Before you pitch an idea, investigate. Perhaps somebody had the same idea before you and has already put it in motion. Otherwise it would mean speculating with the prior non-existence of this project.
In your proposal or project, you must mention the resources that you need, the resources that you have, and most importantly, what you will contribute. Hacktivism consists of two parts: one is knowledge, the other is eagerness. You do not need to know how to intervene in the communications of half the planet. Others will take care of this, but you will have to contribute as much as you can to the project because it was your idea and you are the most interested party.

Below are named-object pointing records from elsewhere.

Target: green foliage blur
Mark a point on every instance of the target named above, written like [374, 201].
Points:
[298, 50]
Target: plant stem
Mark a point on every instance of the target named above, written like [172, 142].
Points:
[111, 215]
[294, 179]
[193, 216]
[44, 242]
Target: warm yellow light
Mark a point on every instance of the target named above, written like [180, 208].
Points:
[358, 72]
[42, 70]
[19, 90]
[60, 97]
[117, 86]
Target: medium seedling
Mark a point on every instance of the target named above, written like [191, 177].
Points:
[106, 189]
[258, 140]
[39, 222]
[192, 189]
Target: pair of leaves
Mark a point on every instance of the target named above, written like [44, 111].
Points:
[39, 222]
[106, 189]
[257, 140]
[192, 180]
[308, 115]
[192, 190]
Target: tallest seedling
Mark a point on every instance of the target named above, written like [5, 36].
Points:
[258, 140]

But the most important thing is to follow up on your proposal. Pitching ideas on the run and forgetting about them is a loss of energy. Of all of our energies. Threads without continuity always turn up sooner or later, and the work that was invested in them vanishes into thin air.
Many members are specialised in a specific subject; it is important to recognise the skills of each person.
Points of view.
It seems that the really difficult thing is to understand your interlocutor. We are too busy trying to think of an answer to understand everything we’re told. We hacktivists we are pioneers in reading, understanding and then, if it is really necessary, giving an opinion. We will put ourselves in your shoes before expressing disagreement with you. And we hope that you will do the same for us. There are two choices that you can consider, and you’ll see neither of them are correct. On one hand, you can assume that each person has a valid opinion that must be discussed and from which can give rise to a collective action. This is necessary for encouraging participation. The other option is to assume that we are all idiots, and that we don’t have the right to make mistakes, thus ruling out the message. As you can see, neither of the assumptions are totally reliable. This is why we position ourselves in the middle. In the option of understanding before acting.